You can read our summary of the decision at first instance here.

The issues on appeal

Election

The appeal judgment provides guidance as to when the doctrine of election applies. It confirmed that the common law doctrine of election is concerned with circumstances where a party is required to make a binding choice. In an insurance contract, the law requires an insurer to elect between disclaiming liability and seeking to rely upon the rights conferred by the policy. Having said this, there is no obligation to elect unless and until the relevant party is aware of the relevant facts. But in this case, the insurer did have the relevant facts.

The majority also looked at the insurer’s rights under s 28(3) of the IC Act, which entitles an insurer to reduce its liability to nil. That entitlement is directly inconsistent with the position to enforce rights under the policy, to enter the property and adjust the loss for which it had accepted liability. The insurer had exercised those rights for a year and so it could not now resile from that choice.

In dissent, Derrington J was of the view no election could arise in the circumstances because Allianz did not have to choose between terminating the contract or allowing it to continue on foot. The ‘right’ under s 28(3) was not contractual. Justice Derrington was of the view that all that had happened was that the insurer had agreed to pay more in relation to the claim than it was obliged to do so.

Estoppel

On appeal, the insurer sought to argue the estoppel case should not be upheld because Delor Vue had failed to prove a counterfactual. However, the majority held there does not always need to be evidence of a counterfactual.

The majority found the conduct by Allianz meant that it had the carriage of repairs for the whole of that time and that Delor Vue, by reason of representation from the May 2017 email, had no reason to pursue Allianz. Consequently, Delor Vue could not be restored to a position where its dealing with Allianz occurred because of the representation.
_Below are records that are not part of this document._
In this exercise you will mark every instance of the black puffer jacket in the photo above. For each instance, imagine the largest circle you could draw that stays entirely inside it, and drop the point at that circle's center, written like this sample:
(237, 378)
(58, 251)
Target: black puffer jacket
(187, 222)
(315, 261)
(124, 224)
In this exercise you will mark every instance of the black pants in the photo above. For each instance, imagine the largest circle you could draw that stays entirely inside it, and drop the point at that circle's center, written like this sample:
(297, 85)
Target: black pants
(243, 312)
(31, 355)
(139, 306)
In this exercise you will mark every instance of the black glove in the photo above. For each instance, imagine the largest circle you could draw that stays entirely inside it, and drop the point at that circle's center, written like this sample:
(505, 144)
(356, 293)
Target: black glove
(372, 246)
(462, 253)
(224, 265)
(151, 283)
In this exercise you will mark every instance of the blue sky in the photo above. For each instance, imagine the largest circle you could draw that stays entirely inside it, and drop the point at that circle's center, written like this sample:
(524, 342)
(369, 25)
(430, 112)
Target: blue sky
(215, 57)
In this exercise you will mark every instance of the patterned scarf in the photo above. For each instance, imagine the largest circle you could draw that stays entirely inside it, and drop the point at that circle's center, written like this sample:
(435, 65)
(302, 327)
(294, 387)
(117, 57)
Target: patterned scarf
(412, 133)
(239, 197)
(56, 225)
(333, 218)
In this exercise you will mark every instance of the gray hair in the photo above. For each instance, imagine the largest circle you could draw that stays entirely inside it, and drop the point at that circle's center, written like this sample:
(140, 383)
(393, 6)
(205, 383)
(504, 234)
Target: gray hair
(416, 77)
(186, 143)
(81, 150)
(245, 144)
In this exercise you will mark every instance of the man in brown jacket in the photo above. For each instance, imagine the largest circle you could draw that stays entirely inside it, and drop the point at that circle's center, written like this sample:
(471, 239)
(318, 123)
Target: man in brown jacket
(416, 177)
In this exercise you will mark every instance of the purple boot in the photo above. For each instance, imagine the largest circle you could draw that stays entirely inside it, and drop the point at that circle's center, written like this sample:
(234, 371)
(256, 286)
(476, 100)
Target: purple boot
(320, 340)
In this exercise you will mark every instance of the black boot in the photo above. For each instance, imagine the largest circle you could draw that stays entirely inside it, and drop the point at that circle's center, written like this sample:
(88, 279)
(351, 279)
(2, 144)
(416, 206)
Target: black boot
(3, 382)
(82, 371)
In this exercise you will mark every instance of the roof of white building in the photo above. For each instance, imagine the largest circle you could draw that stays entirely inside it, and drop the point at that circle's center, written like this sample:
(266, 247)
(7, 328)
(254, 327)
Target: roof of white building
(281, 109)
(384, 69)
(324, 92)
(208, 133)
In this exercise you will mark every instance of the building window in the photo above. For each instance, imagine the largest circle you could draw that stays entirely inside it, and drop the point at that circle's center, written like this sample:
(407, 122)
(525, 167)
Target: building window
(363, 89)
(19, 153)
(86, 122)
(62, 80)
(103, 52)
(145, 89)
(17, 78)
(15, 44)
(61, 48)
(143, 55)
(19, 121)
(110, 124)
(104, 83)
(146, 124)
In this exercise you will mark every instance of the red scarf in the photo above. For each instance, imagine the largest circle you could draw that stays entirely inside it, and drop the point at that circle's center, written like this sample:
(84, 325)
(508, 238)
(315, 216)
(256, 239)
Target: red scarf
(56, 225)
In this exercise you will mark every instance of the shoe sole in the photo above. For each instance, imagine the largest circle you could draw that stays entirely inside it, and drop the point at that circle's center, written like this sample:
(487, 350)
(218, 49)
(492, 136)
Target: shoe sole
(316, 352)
In dissent, Derrington J was of the view that the estoppel case could not be made out because Delor Vue had not established the detriment it would face if Allianz resiled from its promise.

Waiver

The majority found that Allianz had waived its entitlement to relying on s 28(3) of the ICA. Drawing similarities to Craine v Colonial Mutual Fire Insurance Co Ltd (1920) 28 CLR 305, the majority concluded that Allianz had full knowledge of the circumstances and had made a deliberate act to confirm cover and treat the relationship as if there was no non-disclosure.

Again, in dissent, Derrington J was doubtful ‘waiver’ occurs simply because a party adopts inconsistent positions with respect to them in circumstances which do not amount to an election. Justice Derrington questioned whether there is indeed a separate principle of ‘waiver’ other than in the nature of forbearance, abandonment or renunciation. Justice Derrington also noted that Delor Vue had avoided any precision as to what was allegedly waived.

Duty of utmost good faith

The insurer argued it could not have breached its duty of utmost good faith given it was permitted by law to rely on s 28(3) of the IC Act. However, the majority affirmed the decision of the primary judge because the breach had to be assessed at the time it occurred, not with the benefit of hindsight. The majority was critical of Allianz’s conduct whereby it relied on the May 2017 email, which accepted indemnity, for more than 12 months. They reiterated that the duty ‘encompasses notions of fairness, reasonableness and community standards of decency and fair dealing’.

Justice Derrington also dissented on this ground in finding that Allianz did not breach its duty of utmost good faith. Allianz had partially honoured the claim in good business sense and at the time, was unaware of the magnitude of the remediation work which would actually be required.

Some concluding thoughts

As we wrote in our summary of the primary judgment, insurers should take note of the importance of clear communication, especially if there is the possibility of raising non-disclosure or exercising other rights under the policy. The dissenting comments of Derrington J also provide some interesting views on how these grounds could potentially play out in the future, especially if the court is offered such an opportunity in a different factual matrix.